Over a month ago, Chinese antitrust regulators disclosed that they found a number of issues which they deemed 'hard to resolve' and as a consequence Qualcomm was forced to withdraw and refile its application to secure the approval required to rubberstamp the takeover bid.

This decision also bought more time for authorities to examine the finer details of the deal. However, China's Ministry of Commerce then ceased work on the approval following an escalation of trade tensions between the US and China.

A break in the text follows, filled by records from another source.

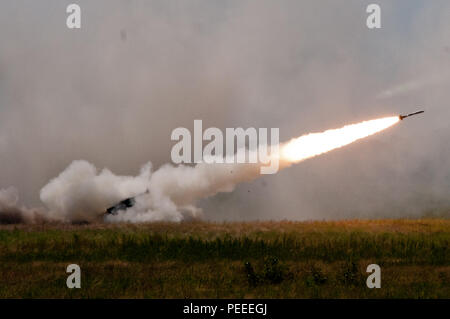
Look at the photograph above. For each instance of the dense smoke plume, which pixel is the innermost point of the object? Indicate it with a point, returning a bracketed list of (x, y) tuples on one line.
[(112, 92)]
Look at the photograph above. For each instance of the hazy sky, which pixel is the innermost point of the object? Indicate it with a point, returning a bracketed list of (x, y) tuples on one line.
[(113, 91)]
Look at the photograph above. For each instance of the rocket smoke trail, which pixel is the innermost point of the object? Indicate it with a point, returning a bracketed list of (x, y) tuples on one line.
[(80, 192)]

This latest announcement in relation to the Qualcomm-NXP acquisition deal comes just days after President Trump said he was working closely with Chinese President Xi Jinping in an effort to find a resolution to rescue telecommunications vendor ZTE after the US Department of Commerce imposed a seven year ban on shipments of components and software to the company by US firms.

During the crunch trade talks it emerged that Chinese representatives had pleaded with US officials to amend the ban in order to stop ZTE going out of business.

China's government responded strongly to the tough sanctions imposed on ZTE, with officials saying the ban highlighted the need for the country to reduce its reliance on non-domestic technologies, particularly those from the US. China imports more than $200 billion of chips each year.

Resuming the review represents a possible step away from a simmering trade war, but is no guarantee the deal will be approved. The US company secured approval from eight of the nine required global regulatory bodies to proceed with the tie-up, with only China remaining.

The NXP Semiconductors deal, announced in October 2016, is crucial for Qualcomm, particularly in the context of an attempted acquisition by Broadcom. The tie-up could be critical for Qualcomm to remain a standalone entity and fend off future takeover advances.